Мы испытали такое сильное облегчение после бури и холода, что почти не обратили внимания на окружающую обстановку; словно во сне, мы сели на чистые деревянные стулья, и молодая женщина, укутавшаяся в одеяло, попросила нас подождать, пока она вскипятит самовар. Мы осознали, что находимся в маленькой школьной комнате. В желтом свете единственной масляной лампы мы смогли различить дюжину маленьких парт, несколько карт на стенах и доску. Скоро вернулась молодая женщина, одетая в кофту и юбку, и принесла самовар, который она поставила на маленький столик. Показав на дверь, она предложила нам снять наши шинели в соседней комнате, где было теплее. Эта комната, судя по всему, была ее спальней и гостиной. Один угол был целиком занят большой кроватью под балдахином с красными занавесками, которые были задернуты. В другом углу стояла огромная печь для отопления и приготовления пищи, на ней же в двух футах от потолка было наше спальное место. Обстановку завершал стол из белого дерева, два виндзорских стула и красивая икона, перед которой горела масляная лампадка.
Мы рухнули на стулья и начали медленно снимать с себя верхнюю одежду, пояса и револьверы, оставляя их на полу там, куда они падали. Мы так расслабились в тепле этой комнаты, что не имели желания сдвинуться хотя бы на дюйм. Наши стулья стояли напротив двери, между кроватью и печью, икона оказалась прямо за мной. Полная тишина дома окутала нас подобно толстому покрову, она была почти осязаемой и начала петь в наших ушах.
Прошло какое-то время. Мне вдруг послышался вздох, хотя ему неоткуда было взяться — я знал, что Менде не двигался и ничего не говорил. Я списал этот звук на игру воображения, но скоро услышал еще один и, взглянув на кровать, увидел, что занавески слегка колышутся. Я указал Менде на занавески, шевеление которых стало более заметным. Мы ожидали, что сейчас появится домашний кот, но то, что предстало перед нашими глазами, разом прогнало весь сон.

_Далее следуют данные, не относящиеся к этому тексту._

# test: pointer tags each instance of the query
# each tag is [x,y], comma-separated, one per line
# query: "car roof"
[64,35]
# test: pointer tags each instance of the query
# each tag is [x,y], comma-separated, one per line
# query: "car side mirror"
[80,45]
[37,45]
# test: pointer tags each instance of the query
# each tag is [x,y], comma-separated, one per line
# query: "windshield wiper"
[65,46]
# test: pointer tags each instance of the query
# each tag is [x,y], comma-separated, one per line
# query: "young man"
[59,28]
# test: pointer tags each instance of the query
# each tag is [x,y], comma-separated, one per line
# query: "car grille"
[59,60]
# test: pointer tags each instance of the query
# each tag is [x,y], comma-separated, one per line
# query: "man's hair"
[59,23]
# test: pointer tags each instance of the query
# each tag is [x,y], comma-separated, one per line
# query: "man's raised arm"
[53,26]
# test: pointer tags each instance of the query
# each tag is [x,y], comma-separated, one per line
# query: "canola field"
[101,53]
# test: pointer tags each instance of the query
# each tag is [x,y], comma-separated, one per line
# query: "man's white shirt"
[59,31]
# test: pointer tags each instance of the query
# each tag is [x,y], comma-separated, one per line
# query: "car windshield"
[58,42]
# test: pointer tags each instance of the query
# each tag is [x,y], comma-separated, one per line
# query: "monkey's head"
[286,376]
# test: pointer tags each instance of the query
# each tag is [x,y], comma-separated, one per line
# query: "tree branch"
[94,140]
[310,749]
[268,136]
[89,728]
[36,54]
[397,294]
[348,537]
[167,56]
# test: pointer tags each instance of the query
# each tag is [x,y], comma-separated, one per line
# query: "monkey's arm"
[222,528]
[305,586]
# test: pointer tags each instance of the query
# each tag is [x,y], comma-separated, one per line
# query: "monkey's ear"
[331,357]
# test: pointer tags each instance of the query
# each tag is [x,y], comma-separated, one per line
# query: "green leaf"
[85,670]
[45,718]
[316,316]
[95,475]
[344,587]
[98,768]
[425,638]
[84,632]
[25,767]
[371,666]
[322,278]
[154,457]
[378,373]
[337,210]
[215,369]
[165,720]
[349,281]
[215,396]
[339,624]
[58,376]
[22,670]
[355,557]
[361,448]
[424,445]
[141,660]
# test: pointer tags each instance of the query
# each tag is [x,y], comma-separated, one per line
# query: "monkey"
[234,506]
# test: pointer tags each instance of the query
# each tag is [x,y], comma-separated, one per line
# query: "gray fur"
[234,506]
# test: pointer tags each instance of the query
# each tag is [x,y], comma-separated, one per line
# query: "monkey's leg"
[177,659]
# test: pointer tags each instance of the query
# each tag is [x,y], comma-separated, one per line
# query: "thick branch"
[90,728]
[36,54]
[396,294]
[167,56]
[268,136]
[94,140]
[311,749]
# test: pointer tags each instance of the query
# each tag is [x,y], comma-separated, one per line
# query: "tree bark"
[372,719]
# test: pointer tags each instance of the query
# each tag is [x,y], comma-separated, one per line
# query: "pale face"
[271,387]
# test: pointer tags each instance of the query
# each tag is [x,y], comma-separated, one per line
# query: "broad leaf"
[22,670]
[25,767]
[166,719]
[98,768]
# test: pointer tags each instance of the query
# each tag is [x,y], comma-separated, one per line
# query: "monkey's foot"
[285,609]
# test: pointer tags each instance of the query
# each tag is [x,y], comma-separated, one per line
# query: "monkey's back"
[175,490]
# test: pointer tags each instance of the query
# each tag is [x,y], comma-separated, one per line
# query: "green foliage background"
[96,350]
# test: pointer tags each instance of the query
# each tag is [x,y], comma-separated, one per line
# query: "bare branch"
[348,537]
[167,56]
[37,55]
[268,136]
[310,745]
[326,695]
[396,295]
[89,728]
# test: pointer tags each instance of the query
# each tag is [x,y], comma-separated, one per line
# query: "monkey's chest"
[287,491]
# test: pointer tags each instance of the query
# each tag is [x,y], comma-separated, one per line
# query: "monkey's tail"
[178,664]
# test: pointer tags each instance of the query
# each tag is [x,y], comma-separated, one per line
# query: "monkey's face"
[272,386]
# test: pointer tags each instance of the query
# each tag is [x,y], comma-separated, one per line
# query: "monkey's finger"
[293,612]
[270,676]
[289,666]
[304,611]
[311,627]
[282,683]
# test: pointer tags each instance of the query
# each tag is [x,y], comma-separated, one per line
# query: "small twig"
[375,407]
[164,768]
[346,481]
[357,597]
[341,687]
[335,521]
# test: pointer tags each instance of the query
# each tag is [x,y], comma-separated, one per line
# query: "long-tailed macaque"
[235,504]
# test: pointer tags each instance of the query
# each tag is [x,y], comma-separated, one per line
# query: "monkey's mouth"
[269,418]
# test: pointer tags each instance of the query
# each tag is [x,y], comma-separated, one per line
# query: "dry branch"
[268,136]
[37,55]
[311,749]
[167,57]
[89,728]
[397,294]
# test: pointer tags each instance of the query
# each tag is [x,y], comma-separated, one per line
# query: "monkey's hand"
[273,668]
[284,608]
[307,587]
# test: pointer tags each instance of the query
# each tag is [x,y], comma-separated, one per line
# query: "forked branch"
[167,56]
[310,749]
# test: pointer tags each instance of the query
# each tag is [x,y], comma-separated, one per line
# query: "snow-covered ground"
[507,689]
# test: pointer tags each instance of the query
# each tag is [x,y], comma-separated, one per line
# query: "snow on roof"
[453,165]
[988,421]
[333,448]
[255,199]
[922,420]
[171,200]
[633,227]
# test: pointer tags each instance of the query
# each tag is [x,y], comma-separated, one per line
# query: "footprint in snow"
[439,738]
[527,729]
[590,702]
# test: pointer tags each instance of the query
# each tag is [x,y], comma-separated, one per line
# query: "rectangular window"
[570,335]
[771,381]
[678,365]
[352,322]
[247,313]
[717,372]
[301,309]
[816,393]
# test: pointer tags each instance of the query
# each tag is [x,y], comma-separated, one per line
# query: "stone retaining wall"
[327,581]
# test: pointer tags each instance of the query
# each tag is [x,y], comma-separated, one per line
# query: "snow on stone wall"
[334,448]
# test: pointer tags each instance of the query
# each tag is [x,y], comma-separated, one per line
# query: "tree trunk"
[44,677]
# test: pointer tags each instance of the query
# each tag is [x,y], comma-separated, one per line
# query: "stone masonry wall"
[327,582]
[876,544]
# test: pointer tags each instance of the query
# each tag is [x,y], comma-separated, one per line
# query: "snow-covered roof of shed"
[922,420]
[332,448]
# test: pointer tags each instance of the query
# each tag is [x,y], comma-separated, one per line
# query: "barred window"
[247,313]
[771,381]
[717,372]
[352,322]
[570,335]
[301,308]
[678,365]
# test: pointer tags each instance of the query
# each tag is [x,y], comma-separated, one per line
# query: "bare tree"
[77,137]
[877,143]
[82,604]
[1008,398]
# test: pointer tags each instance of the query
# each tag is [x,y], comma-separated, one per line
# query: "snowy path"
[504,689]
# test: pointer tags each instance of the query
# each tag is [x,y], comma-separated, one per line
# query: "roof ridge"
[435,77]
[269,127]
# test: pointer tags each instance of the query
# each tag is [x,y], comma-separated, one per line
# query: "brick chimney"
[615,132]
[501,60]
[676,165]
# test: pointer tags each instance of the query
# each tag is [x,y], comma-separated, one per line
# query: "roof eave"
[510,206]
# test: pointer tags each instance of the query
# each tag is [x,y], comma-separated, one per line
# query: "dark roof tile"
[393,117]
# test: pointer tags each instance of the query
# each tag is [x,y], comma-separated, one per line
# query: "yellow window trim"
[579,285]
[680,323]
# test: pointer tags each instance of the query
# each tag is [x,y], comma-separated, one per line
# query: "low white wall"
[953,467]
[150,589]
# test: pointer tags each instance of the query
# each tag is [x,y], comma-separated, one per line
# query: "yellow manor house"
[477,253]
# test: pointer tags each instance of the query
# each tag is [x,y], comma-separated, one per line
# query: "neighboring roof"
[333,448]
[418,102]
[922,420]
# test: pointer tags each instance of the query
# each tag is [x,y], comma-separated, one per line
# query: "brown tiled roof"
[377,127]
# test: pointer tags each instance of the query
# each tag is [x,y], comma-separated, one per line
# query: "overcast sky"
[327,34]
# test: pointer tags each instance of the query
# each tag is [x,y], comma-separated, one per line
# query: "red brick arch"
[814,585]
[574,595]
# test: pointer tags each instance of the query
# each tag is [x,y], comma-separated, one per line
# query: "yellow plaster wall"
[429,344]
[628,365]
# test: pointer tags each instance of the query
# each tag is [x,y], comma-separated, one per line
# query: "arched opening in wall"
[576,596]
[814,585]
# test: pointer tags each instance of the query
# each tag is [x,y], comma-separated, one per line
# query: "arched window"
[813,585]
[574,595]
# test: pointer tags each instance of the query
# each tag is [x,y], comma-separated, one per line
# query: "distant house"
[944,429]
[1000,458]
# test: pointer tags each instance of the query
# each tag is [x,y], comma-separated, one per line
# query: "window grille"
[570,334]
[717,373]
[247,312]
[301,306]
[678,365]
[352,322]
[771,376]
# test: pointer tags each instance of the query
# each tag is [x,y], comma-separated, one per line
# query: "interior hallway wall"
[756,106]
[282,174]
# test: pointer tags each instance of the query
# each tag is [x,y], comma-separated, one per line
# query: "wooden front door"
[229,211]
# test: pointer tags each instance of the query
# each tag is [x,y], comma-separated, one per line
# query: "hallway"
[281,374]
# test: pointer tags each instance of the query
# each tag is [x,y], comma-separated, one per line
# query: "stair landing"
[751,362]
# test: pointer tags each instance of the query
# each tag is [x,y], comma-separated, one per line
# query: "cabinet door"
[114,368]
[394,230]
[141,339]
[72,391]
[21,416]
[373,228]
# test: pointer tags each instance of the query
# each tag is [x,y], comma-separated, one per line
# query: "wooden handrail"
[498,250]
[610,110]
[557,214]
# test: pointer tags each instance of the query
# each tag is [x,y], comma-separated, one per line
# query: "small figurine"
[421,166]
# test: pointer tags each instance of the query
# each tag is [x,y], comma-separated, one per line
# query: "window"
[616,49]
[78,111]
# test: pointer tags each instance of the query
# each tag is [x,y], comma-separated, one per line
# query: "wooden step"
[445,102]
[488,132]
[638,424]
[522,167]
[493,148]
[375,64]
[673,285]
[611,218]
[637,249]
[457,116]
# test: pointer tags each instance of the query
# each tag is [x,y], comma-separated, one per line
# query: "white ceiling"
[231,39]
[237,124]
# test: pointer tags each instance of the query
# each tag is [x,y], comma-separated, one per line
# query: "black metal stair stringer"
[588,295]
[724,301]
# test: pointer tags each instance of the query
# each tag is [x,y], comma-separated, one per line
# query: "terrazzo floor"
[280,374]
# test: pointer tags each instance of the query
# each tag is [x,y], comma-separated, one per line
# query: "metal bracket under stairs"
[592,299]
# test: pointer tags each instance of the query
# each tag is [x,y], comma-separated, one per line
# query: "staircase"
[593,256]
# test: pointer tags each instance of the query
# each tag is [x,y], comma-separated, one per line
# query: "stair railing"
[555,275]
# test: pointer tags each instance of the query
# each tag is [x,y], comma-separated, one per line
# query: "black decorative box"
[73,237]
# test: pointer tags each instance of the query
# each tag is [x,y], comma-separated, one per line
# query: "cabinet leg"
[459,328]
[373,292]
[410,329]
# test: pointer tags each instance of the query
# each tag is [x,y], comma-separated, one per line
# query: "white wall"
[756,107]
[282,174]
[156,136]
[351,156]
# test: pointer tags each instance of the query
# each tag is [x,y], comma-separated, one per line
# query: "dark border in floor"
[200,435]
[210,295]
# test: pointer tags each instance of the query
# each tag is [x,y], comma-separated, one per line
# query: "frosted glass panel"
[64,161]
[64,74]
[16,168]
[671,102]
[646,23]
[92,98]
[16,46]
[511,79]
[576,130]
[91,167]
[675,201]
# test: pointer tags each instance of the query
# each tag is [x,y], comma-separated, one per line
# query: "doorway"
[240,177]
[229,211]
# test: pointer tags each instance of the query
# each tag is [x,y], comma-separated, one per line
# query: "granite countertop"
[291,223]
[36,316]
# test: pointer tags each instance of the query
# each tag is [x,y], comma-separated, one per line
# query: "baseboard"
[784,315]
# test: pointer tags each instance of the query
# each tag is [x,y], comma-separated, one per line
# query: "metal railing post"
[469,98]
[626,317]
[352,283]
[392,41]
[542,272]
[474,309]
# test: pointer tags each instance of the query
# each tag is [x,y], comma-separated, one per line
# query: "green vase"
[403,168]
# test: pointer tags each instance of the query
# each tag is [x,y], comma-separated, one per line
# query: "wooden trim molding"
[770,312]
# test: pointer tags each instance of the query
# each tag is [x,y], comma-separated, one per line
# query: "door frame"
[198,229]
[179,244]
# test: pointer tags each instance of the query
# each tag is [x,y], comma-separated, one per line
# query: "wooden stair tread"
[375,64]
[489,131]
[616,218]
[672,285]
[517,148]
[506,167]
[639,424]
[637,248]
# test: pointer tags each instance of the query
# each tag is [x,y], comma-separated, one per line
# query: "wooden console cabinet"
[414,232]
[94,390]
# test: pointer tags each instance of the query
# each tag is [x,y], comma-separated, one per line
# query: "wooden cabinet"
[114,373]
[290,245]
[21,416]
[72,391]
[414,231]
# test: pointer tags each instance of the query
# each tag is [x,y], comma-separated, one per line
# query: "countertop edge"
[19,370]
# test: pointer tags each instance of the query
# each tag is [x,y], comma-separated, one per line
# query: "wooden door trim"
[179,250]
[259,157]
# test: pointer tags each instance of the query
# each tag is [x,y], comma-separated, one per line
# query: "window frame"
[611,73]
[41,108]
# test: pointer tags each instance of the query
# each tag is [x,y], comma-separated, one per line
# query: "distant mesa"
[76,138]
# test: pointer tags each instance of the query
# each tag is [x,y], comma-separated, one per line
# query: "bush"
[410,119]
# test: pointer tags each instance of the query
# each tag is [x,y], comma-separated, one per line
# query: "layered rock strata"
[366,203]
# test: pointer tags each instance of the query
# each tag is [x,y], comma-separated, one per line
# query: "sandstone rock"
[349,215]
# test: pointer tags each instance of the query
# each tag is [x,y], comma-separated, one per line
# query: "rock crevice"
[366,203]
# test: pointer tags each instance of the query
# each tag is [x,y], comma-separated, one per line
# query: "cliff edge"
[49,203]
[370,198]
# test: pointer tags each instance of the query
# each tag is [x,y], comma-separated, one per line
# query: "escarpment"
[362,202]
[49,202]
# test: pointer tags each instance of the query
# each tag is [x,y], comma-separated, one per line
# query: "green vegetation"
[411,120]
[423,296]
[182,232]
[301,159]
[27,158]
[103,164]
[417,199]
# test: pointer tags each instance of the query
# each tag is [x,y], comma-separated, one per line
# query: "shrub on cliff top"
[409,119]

В нашу сторону шагнула высокая, совершенно нагая девушка с улыбающимся лицом, обрамленным длинными русыми волосами, протягивая к нам руки самым дружелюбным образом.
Я прошептал Менде: «Не двигайся, она спит». Но, взглянув на ее глаза, я понял, что она бодрствует, хотя и не отдает себе отчета о своем необычном наряде. Наткнувшись на мои ремни и револьвер, она остановилась, подняла кобуру и шепотом завела разговор с кем-то невидимым моему глазу, кто, судя по словам девушки, опирался на спинку моего стула. Я почувствовал, как у меня на затылке волосы встали дыбом, и через несколько секунд мне уже казалось, что я ощущаю на шее чье-то дыхание.
В диалоге, в котором мы могли слышать только реплики девушки, обсуждалась наша внешность, национальность, обмундирование и причина нашего появления. На все свои вопросы, насколько мы могли судить по комментариям нашей гостьи, она получала вполне удовлетворявшие ее ответы.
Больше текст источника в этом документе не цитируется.